Joe's "trouble" in the South dogged him the rest of his life. For a while he came home, passed himself off as the hired man. When the sheriff came for him his loyal family helped him get away. Joe went West, joined the gold rush to the Black Hills. He had so many irons in the fire he was always hoping one would get hot, but it never did. Meanwhile his favorite sister Catherine died, Anne and Hortense married failures, Aaron got greyer and stingier. Joe's bitterest pill was to watch his youngest brother David, a hypocritical prig, become the only financial success in the family. Joe's letters home were optimistic to the last, but long before the end he found himself a settled failure, saddled with a virago wife, threatened more & more by the insanity that finally got him.
Authoress Herbst almost never intrudes her own viewpoint into this carefully watched story; when she does, it is arresting: "Contrary to superstition, the big mass are and have been for some time past more concerned with a way down than a way up."
The Author. Though agitated left-wing critics have made much pother about the rise of U. S. "proletarian literature," few respectable examples have so far come to light.

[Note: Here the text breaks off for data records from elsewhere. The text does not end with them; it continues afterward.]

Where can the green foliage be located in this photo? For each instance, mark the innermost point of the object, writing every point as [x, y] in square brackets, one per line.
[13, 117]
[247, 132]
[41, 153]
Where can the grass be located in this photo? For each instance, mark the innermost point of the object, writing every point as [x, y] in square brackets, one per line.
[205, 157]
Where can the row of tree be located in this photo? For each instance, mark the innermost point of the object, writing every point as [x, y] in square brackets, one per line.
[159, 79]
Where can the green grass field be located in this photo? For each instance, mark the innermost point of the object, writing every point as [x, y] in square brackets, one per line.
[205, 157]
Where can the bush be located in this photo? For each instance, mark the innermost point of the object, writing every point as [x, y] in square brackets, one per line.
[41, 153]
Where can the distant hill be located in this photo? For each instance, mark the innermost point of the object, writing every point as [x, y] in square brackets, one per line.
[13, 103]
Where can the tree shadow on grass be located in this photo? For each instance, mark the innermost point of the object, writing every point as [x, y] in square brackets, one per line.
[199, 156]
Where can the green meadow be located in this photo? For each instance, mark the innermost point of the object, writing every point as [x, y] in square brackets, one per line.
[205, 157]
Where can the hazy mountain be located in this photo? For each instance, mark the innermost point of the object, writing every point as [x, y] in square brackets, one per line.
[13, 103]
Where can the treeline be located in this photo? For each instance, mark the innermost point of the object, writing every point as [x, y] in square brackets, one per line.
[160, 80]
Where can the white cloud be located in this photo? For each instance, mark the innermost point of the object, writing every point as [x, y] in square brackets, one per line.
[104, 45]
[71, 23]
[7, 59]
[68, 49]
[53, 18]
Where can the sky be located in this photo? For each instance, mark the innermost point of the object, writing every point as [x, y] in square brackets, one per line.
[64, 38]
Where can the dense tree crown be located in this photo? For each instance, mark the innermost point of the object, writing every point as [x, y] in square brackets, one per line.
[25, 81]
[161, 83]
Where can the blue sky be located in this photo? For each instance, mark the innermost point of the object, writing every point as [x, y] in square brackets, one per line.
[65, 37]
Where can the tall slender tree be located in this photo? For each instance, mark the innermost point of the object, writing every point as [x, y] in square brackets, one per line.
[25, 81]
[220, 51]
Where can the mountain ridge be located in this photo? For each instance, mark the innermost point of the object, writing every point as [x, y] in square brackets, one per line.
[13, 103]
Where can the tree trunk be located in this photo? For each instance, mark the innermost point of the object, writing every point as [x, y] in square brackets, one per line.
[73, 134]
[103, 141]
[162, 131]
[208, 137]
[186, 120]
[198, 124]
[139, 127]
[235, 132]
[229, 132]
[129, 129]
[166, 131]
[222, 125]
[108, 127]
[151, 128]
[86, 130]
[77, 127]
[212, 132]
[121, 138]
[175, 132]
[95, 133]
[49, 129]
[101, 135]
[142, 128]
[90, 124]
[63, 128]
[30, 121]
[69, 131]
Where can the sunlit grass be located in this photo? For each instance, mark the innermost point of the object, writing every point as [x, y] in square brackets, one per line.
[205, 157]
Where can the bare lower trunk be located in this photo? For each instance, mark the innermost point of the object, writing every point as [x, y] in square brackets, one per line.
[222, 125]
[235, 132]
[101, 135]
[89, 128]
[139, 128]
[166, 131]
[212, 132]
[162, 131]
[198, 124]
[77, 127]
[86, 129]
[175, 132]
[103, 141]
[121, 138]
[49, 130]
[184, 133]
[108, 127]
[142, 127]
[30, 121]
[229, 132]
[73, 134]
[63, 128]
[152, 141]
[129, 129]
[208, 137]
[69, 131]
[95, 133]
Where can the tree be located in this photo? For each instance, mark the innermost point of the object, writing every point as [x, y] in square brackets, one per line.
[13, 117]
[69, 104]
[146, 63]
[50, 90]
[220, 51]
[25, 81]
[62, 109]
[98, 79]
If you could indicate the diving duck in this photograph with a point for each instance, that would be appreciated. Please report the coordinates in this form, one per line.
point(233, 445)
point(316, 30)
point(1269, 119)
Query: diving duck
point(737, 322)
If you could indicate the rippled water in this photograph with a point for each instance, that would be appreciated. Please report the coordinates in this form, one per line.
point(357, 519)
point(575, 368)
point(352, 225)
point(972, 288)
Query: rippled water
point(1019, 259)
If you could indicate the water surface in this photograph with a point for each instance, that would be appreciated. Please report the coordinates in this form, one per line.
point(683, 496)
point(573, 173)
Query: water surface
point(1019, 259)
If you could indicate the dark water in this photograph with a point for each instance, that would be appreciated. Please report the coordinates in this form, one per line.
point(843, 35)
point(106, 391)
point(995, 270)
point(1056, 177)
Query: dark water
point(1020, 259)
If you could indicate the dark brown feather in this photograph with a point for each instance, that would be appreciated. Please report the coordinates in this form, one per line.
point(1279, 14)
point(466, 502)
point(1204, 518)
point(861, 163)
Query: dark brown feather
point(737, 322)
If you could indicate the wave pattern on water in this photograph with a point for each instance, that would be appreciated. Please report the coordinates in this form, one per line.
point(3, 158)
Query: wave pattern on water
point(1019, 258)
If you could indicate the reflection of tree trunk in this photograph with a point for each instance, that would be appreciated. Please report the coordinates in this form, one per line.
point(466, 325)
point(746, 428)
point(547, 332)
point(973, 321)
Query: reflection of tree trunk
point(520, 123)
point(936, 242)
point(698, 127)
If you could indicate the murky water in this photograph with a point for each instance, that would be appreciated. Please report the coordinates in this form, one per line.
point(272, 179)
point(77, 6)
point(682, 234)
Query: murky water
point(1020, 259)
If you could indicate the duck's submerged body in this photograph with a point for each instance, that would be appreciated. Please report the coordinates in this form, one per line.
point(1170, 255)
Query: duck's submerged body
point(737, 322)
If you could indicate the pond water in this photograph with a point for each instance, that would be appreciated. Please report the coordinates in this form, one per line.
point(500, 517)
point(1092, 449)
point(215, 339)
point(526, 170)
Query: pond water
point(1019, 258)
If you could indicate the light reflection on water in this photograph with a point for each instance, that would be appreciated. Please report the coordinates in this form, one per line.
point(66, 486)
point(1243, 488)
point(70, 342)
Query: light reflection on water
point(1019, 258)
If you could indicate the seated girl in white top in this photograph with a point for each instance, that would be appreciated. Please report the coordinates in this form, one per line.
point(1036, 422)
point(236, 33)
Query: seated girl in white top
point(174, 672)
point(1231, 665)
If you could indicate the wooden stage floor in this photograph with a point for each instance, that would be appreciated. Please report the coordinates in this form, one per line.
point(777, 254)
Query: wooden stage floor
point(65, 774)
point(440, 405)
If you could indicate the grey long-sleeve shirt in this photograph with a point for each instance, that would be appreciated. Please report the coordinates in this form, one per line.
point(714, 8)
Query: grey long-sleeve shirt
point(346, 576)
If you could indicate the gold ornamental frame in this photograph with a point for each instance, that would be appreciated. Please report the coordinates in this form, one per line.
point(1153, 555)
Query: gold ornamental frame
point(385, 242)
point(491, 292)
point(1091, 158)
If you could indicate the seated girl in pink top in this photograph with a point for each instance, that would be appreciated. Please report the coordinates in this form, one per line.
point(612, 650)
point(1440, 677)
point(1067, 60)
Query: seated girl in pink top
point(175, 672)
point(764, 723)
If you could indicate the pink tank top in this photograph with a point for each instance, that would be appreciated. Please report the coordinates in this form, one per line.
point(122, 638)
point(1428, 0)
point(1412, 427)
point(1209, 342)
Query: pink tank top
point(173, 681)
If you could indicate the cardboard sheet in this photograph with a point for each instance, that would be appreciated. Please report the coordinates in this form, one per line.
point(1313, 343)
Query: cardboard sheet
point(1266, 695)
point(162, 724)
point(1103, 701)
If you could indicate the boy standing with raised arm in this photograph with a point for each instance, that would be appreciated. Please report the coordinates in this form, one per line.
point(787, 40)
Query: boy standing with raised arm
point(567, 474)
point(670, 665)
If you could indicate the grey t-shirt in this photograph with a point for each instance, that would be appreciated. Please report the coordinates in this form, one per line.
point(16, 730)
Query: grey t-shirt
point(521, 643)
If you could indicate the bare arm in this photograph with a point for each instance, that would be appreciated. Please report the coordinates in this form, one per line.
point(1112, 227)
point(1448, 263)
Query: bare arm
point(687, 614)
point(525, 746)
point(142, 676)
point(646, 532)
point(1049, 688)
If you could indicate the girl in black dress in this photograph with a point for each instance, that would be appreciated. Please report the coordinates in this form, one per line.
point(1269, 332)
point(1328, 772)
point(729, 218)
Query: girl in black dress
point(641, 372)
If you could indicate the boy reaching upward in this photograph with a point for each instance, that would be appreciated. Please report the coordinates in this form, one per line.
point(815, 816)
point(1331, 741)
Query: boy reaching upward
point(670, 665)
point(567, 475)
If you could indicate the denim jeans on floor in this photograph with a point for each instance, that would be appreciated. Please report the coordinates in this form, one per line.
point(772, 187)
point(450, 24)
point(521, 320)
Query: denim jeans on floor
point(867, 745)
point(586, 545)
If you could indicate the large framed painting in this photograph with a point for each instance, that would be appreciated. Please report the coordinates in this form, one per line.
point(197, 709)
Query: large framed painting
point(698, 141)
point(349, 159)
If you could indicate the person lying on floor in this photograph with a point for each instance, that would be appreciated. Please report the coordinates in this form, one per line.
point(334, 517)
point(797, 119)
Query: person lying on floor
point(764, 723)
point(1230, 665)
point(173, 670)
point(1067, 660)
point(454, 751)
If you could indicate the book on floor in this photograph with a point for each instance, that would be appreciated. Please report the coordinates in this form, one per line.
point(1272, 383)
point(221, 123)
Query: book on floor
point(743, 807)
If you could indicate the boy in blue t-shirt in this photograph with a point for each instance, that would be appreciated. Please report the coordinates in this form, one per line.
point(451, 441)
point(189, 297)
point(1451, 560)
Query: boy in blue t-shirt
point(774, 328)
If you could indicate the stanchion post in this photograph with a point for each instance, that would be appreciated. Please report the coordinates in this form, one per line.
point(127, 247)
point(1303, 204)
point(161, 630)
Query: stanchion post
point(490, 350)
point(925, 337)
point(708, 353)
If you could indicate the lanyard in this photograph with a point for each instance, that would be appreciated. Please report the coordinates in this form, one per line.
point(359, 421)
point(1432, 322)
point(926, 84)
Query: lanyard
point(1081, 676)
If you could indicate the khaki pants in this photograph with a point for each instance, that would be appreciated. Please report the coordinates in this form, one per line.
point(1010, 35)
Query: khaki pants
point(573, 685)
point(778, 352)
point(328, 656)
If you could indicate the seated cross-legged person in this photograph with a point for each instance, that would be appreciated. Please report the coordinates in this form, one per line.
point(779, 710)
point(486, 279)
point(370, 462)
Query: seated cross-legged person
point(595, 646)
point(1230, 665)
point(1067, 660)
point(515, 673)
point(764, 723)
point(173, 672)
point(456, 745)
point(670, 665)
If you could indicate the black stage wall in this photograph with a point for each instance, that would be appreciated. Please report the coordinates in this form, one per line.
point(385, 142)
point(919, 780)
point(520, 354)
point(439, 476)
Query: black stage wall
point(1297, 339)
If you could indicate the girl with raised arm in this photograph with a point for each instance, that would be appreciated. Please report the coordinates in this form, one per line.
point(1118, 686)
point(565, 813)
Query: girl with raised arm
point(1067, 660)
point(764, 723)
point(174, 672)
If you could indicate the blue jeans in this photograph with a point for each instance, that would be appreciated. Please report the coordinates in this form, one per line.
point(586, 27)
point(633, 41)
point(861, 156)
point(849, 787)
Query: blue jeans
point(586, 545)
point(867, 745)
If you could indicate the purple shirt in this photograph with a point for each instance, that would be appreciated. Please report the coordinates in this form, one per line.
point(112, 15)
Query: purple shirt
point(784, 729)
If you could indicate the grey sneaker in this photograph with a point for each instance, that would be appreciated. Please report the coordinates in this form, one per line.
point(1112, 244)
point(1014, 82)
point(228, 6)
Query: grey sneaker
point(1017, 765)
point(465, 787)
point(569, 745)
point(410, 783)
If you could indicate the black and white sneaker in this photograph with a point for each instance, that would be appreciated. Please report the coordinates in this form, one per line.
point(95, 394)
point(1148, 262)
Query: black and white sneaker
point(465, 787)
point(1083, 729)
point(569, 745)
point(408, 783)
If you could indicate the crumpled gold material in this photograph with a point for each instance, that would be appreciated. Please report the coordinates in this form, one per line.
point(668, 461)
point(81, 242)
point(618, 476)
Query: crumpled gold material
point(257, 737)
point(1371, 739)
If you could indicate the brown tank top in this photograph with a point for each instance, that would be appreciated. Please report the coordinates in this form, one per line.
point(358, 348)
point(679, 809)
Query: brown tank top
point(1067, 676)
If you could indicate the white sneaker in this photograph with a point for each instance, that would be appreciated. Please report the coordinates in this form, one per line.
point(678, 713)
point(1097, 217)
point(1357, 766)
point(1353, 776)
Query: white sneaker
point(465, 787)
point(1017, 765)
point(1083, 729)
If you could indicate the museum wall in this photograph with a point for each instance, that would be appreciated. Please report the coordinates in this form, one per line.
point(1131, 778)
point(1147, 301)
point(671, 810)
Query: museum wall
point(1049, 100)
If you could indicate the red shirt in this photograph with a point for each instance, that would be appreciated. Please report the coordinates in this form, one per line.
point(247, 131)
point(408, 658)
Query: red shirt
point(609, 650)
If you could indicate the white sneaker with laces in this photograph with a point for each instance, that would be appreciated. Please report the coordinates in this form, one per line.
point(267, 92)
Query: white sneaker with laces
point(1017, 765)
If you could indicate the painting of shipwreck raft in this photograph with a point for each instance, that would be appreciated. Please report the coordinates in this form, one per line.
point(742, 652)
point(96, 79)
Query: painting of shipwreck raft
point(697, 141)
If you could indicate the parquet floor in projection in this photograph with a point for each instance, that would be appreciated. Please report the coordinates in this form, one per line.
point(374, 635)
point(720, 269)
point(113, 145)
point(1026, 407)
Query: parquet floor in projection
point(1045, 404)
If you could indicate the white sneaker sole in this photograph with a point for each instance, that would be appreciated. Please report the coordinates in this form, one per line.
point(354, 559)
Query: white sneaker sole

To the sparse shelf that holds John Dos Passes' unfinished trilogy (The 42nd Parallel, 1919) critics can now add the beginning of Josephine Herbst's. Her purpose is orthodox: to show the collapse of the "bourgeois" class. The second volume will bring her Trexler family up to the War; the third to 1933. Like Dos Passes, Authoress Herbst is not a member of the Communist Party, though her sympathies are even more rootedly proletarian than his. Mixture of Pennsylvania Dutch and Iowa stock, plain in face and nature. Josephine Herbst has spent 38 restless years. After college (at the Universities of Iowa and California) she went abroad, in Paris met and married radical Author John Herrmann, lifelong friend of Ernest Hemingway. They lived in Paris two years, then wandered to Germany, Italy, Seattle, San Francisco, Manhattan, bought a farm in Erwina, Pa., where they spend agricultural summers. In winter they like to go fishing in Florida with Friend Hemingway. Since last December they have been in Mexico, where Authoress Herbst is working on the next volume of her Decline & Fall.
Josephine Herbst has also written: Nothing Is Sacred, Money for Love.